Permitting derivatives counterparties to invoke cross-default rights and walk away en masse from existing contracts with one of those open, solvent and operating subsidiaries during an SPOE resolution would reintroduce the kind of financial system disorder that the post-crisis bank resolution framework is intended to eliminate. And it would ignore that fact that derivatives counterparties are already well served by the SPOE approach, since keeping that subsidiary solvent and performing on its contracts leaves them no worse off. In many cases they will likely be better off than they would otherwise be.

Recognizing this, the world's largest banks coordinated with regulators and the International Swaps and Derivatives Association to develop a protocol under which those banks voluntarily waived this cross-default right for derivatives deals with one another. The Fed proposal would help complete this process by eliminating this right from large banks' derivatives contracts with all other counterparties. It would do so indirectly, by requiring GSIBs in the U.S. to make the change for derivatives and similar trades with any counterparty with which they continue to transact. That would mean, conversely, that counterparties would either need to accept the change or look to other firms for their derivatives needs going forward. The Fed proposal also provides an alternative option for compliance – adherence to the existing ISDA protocol, which was negotiated with significant buy-side involvement and contains a range of special creditor protections.

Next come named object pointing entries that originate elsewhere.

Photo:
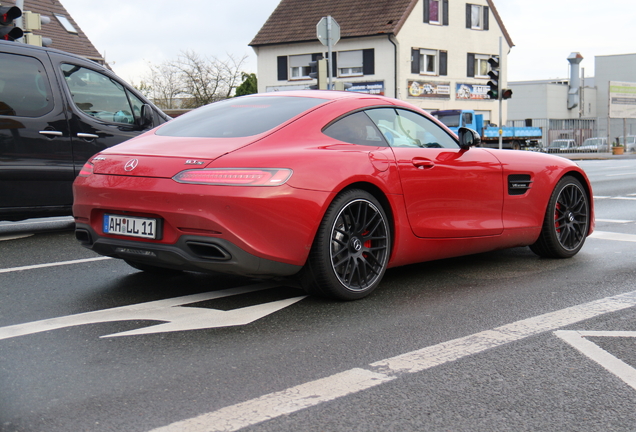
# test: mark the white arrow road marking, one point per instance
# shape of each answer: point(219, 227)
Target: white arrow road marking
point(604, 235)
point(176, 318)
point(273, 405)
point(613, 364)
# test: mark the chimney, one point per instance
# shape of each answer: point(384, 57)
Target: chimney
point(575, 80)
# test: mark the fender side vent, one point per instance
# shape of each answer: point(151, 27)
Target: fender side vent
point(518, 184)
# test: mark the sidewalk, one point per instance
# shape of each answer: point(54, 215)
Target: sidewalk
point(595, 156)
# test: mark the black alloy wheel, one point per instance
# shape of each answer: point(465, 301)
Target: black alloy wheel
point(566, 222)
point(351, 250)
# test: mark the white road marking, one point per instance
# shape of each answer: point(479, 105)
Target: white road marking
point(613, 364)
point(37, 266)
point(604, 235)
point(273, 405)
point(175, 318)
point(14, 237)
point(613, 220)
point(629, 197)
point(284, 402)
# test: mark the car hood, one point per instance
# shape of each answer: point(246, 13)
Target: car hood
point(151, 155)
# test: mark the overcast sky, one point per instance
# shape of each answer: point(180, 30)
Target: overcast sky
point(133, 33)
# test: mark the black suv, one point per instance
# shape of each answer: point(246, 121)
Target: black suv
point(56, 111)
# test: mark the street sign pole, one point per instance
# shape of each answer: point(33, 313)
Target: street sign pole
point(328, 32)
point(329, 53)
point(499, 93)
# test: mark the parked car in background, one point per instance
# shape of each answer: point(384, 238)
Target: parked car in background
point(56, 111)
point(333, 187)
point(631, 142)
point(562, 146)
point(593, 145)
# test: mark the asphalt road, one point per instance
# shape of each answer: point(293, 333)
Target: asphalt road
point(491, 342)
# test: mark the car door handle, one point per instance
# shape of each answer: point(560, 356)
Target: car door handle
point(51, 134)
point(422, 163)
point(87, 136)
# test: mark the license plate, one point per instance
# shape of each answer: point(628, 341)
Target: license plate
point(131, 226)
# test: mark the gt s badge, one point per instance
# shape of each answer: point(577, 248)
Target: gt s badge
point(131, 165)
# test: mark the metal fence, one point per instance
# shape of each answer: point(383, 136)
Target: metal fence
point(578, 135)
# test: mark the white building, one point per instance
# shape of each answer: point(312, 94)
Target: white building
point(433, 53)
point(535, 102)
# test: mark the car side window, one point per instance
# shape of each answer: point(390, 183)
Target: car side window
point(404, 128)
point(356, 128)
point(98, 95)
point(24, 87)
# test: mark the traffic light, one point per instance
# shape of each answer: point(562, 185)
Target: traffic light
point(33, 21)
point(494, 73)
point(7, 30)
point(319, 72)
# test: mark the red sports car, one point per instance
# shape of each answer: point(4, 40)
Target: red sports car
point(333, 187)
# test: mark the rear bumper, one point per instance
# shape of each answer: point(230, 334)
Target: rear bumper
point(190, 252)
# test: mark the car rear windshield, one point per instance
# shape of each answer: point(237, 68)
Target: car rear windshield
point(238, 117)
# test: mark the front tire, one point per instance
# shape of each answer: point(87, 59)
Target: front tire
point(566, 221)
point(351, 250)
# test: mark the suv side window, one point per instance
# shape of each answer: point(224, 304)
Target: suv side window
point(99, 96)
point(24, 87)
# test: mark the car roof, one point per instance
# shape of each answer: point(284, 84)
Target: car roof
point(27, 47)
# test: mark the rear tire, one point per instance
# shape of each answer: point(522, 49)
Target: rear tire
point(351, 250)
point(566, 221)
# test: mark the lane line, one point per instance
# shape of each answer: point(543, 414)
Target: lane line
point(55, 264)
point(605, 235)
point(614, 220)
point(273, 405)
point(594, 352)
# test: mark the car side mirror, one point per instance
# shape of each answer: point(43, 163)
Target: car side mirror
point(468, 138)
point(145, 119)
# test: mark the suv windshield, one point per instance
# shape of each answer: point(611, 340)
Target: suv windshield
point(449, 120)
point(238, 117)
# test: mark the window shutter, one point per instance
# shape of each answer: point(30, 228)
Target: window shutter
point(334, 66)
point(445, 12)
point(427, 12)
point(282, 68)
point(485, 17)
point(443, 63)
point(368, 61)
point(415, 61)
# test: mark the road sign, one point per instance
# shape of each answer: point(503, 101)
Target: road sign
point(326, 35)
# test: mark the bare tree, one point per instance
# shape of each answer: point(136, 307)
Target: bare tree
point(165, 84)
point(193, 80)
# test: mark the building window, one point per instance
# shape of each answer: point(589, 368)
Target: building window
point(428, 62)
point(478, 66)
point(66, 23)
point(477, 17)
point(350, 63)
point(481, 66)
point(436, 12)
point(433, 11)
point(299, 67)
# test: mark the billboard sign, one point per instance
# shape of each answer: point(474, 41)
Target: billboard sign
point(622, 99)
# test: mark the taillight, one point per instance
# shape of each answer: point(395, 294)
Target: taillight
point(86, 170)
point(235, 176)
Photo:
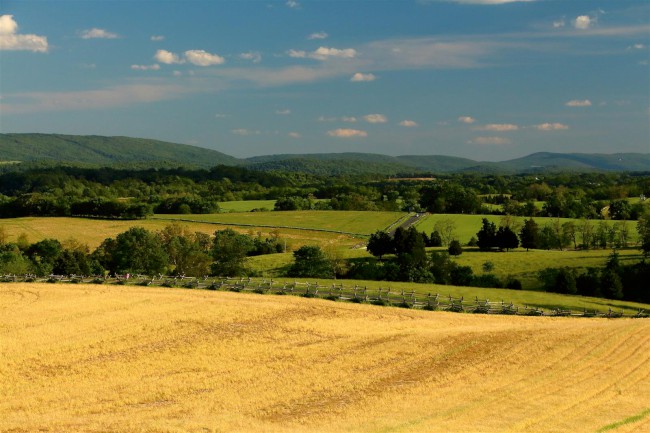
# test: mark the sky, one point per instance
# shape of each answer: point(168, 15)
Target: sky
point(482, 79)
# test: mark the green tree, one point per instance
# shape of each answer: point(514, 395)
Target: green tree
point(455, 249)
point(487, 236)
point(380, 244)
point(529, 234)
point(136, 251)
point(229, 251)
point(310, 261)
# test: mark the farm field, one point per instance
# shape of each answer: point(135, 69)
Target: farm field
point(246, 205)
point(139, 359)
point(93, 231)
point(357, 222)
point(468, 225)
point(519, 263)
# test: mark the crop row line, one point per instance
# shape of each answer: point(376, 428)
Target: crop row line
point(334, 292)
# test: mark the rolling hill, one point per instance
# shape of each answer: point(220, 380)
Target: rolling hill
point(103, 151)
point(98, 150)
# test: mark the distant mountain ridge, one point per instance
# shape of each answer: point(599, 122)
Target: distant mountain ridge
point(104, 151)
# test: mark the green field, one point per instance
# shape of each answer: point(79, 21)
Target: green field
point(351, 222)
point(246, 205)
point(468, 225)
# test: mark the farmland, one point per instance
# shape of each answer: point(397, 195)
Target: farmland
point(118, 358)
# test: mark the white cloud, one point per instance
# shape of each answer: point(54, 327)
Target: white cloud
point(479, 2)
point(117, 96)
point(347, 133)
point(203, 58)
point(253, 56)
point(324, 53)
point(583, 22)
point(499, 141)
point(167, 57)
point(245, 132)
point(318, 35)
point(551, 127)
point(359, 77)
point(375, 118)
point(10, 40)
point(499, 127)
point(578, 103)
point(559, 24)
point(96, 33)
point(153, 67)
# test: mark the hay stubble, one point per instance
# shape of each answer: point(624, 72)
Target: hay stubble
point(113, 358)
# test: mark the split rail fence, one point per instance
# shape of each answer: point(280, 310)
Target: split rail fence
point(334, 292)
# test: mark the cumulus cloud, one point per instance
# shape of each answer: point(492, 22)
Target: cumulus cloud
point(203, 58)
point(167, 57)
point(551, 127)
point(375, 118)
point(347, 133)
point(490, 141)
point(324, 53)
point(359, 77)
point(578, 103)
point(153, 67)
point(253, 56)
point(499, 127)
point(583, 22)
point(96, 33)
point(245, 132)
point(318, 35)
point(11, 40)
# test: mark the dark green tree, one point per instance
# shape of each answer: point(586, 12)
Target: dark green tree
point(310, 261)
point(380, 244)
point(229, 251)
point(529, 234)
point(487, 236)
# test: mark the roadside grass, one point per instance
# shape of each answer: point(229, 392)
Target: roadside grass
point(93, 231)
point(530, 298)
point(246, 205)
point(468, 225)
point(357, 222)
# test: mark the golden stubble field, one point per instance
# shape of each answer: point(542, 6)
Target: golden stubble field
point(89, 358)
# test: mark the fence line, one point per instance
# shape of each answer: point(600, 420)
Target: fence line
point(335, 292)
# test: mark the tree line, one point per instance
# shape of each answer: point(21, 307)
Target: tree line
point(131, 193)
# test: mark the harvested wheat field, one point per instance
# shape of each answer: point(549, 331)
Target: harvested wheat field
point(94, 358)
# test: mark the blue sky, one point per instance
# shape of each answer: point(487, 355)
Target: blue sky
point(483, 79)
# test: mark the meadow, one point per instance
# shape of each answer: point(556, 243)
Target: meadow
point(466, 226)
point(140, 359)
point(93, 231)
point(351, 222)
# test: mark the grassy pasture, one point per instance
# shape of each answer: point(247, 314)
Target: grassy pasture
point(139, 359)
point(358, 222)
point(468, 225)
point(92, 232)
point(246, 205)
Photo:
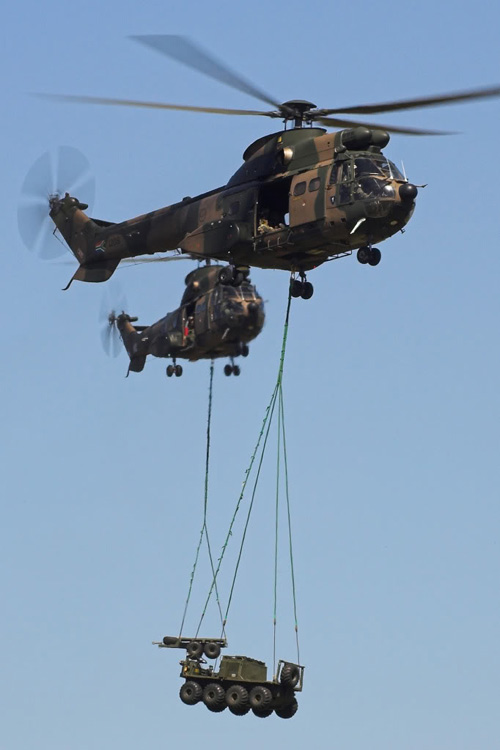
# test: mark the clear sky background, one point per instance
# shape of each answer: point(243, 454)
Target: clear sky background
point(391, 396)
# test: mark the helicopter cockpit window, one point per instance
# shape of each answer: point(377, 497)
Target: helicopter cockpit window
point(375, 167)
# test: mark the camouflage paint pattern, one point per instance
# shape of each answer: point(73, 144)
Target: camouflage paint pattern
point(304, 179)
point(214, 320)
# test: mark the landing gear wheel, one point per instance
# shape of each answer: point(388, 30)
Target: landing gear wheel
point(212, 650)
point(237, 700)
point(260, 697)
point(190, 693)
point(214, 697)
point(287, 711)
point(307, 290)
point(227, 275)
point(363, 255)
point(194, 649)
point(290, 675)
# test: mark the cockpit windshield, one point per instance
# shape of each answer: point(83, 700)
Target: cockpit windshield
point(364, 166)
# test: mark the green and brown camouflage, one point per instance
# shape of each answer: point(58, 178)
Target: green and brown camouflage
point(214, 320)
point(241, 685)
point(302, 197)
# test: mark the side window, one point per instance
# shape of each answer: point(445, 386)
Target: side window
point(345, 172)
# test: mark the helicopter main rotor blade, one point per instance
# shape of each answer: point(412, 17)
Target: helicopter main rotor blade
point(151, 105)
point(186, 52)
point(341, 123)
point(426, 101)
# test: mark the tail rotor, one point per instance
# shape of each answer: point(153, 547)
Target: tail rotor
point(108, 316)
point(66, 170)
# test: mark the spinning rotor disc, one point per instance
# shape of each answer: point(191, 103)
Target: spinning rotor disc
point(64, 170)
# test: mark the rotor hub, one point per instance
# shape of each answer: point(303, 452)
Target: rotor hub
point(298, 110)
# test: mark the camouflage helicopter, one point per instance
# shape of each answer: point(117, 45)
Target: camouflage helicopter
point(301, 197)
point(213, 321)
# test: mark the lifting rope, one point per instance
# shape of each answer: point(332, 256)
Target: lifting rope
point(204, 528)
point(276, 398)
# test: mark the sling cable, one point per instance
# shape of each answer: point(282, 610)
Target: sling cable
point(240, 683)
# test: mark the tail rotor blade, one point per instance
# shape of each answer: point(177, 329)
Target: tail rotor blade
point(53, 173)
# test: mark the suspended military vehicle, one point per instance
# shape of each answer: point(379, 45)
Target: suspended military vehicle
point(240, 683)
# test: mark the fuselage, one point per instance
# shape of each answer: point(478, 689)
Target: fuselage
point(302, 196)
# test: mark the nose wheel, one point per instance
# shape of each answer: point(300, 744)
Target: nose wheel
point(370, 255)
point(174, 370)
point(233, 276)
point(301, 287)
point(231, 369)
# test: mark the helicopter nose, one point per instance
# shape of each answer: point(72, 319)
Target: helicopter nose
point(407, 192)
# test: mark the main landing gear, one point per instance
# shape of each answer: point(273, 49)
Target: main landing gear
point(233, 275)
point(301, 287)
point(174, 370)
point(370, 255)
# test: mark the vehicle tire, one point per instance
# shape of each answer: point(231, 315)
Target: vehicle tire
point(262, 713)
point(287, 711)
point(226, 275)
point(237, 700)
point(212, 650)
point(363, 255)
point(307, 290)
point(190, 693)
point(194, 649)
point(214, 697)
point(260, 697)
point(290, 675)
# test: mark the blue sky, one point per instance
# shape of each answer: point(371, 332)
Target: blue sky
point(391, 396)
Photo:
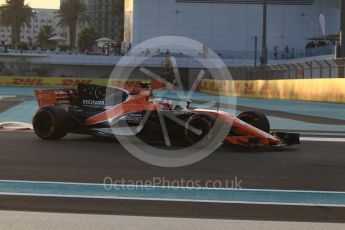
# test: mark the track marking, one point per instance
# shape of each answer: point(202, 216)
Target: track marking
point(322, 139)
point(172, 194)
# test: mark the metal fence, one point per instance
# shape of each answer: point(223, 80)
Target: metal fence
point(303, 70)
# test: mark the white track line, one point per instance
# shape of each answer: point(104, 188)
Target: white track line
point(322, 139)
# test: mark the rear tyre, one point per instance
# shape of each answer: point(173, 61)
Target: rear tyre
point(202, 123)
point(49, 123)
point(256, 119)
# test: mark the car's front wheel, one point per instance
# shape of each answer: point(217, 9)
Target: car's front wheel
point(49, 123)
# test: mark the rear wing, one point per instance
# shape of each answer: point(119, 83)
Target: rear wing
point(53, 97)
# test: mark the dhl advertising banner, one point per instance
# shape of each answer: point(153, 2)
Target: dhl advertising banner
point(321, 90)
point(53, 82)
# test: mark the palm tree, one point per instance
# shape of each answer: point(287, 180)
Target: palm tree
point(71, 13)
point(15, 13)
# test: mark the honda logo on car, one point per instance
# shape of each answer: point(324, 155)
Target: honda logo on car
point(92, 102)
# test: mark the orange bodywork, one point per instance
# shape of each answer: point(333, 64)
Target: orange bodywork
point(140, 101)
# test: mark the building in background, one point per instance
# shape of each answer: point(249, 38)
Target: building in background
point(106, 17)
point(230, 26)
point(29, 34)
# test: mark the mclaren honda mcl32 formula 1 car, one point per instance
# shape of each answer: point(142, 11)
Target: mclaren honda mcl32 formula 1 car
point(98, 110)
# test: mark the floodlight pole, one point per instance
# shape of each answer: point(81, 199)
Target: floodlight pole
point(342, 30)
point(264, 34)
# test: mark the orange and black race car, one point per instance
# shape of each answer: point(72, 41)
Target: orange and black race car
point(110, 111)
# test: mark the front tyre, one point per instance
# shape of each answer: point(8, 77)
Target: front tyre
point(49, 123)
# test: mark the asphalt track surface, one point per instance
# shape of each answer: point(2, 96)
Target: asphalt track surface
point(317, 166)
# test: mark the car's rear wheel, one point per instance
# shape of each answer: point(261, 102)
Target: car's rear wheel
point(49, 123)
point(256, 119)
point(203, 124)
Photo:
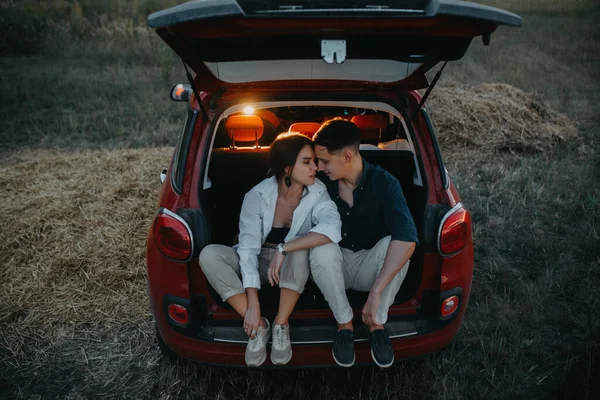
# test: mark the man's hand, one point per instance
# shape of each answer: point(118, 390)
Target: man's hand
point(275, 267)
point(369, 312)
point(251, 321)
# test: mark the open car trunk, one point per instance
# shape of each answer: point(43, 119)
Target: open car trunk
point(342, 44)
point(232, 173)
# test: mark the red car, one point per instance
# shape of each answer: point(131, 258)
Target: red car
point(265, 67)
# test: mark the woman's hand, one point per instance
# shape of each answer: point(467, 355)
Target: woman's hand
point(275, 267)
point(251, 321)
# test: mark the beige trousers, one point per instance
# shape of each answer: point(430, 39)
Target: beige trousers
point(221, 266)
point(336, 269)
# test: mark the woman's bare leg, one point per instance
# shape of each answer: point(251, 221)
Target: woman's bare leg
point(287, 301)
point(239, 302)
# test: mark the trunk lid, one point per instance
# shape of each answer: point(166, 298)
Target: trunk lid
point(342, 44)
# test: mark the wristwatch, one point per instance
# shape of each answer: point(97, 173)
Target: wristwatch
point(280, 249)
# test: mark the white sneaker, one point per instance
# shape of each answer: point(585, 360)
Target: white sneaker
point(281, 349)
point(256, 350)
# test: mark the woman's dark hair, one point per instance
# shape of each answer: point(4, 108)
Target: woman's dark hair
point(337, 134)
point(284, 152)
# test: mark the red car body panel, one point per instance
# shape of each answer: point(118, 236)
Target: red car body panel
point(167, 277)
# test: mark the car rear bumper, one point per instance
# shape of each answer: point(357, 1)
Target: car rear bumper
point(410, 339)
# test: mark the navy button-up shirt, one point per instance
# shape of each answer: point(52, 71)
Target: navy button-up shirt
point(379, 210)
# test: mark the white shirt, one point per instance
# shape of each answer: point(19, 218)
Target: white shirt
point(315, 213)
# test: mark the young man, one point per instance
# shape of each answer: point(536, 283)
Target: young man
point(378, 239)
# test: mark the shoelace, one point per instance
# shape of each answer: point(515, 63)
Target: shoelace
point(279, 336)
point(257, 341)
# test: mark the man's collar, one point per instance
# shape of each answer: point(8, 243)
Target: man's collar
point(366, 172)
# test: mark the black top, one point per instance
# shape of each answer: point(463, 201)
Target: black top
point(277, 235)
point(379, 210)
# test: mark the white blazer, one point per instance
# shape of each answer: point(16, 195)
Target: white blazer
point(315, 213)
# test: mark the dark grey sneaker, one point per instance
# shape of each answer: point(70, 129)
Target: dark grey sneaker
point(381, 348)
point(343, 348)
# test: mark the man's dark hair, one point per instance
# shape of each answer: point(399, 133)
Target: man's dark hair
point(284, 152)
point(337, 134)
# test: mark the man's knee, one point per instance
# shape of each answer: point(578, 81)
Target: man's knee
point(211, 258)
point(328, 255)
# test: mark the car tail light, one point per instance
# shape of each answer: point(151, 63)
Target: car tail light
point(455, 231)
point(179, 314)
point(172, 236)
point(449, 306)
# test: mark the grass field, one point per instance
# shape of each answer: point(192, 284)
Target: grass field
point(87, 126)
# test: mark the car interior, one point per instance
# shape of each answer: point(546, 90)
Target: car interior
point(239, 161)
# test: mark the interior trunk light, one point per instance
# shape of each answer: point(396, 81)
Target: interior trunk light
point(449, 306)
point(178, 314)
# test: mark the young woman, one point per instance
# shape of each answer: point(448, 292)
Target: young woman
point(282, 218)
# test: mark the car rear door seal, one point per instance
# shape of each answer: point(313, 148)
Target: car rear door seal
point(191, 80)
point(430, 88)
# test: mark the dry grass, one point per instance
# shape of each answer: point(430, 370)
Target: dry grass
point(73, 301)
point(74, 312)
point(496, 117)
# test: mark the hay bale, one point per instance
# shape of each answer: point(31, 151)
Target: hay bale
point(497, 117)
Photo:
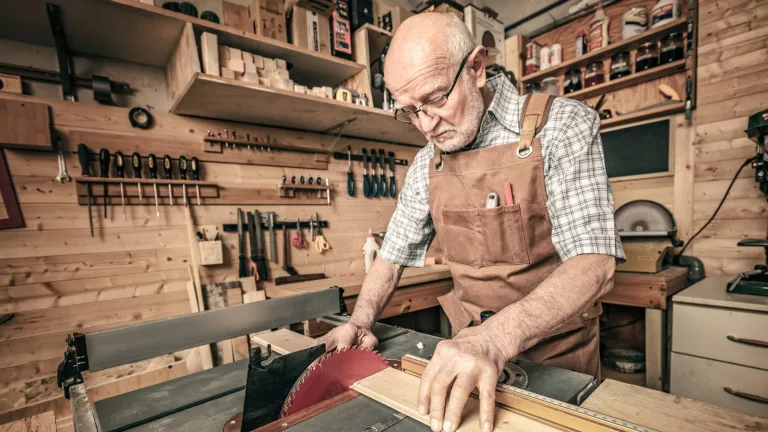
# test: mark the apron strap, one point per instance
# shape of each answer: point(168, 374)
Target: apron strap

In an interesting inversion of the usual scenario, it is parts of the shadow banking system – particularly hedge funds and some fund managers – that have reacted to these proposed banking rules with uproar, expressing concern that the proposal would reshape how they trade derivatives. They have characterized the proposal as an unfair intervention by banking regulators into their contractual rights. But the change they are being asked to embrace seems small fry relative to the benefits of a more resilient financial system.

The Fed deserves significant praise for moving forward with a thoughtful and promising measure to further limit risks to financial stability. With any luck, the increased attention to this proposal may also serve to remind us all that enduring improvements to the resilience of our financial system must reflect all of that system, including the parts that lie outside the banking perimeter. That would be welcome, because as the Fed has recognized here, systemic risk is just that – systemic – and requires solutions that take a broad view of the whole financial system.

Jeremy R. Newell is executive managing director, head of regulatory affairs and general counsel of The Clearing House Association.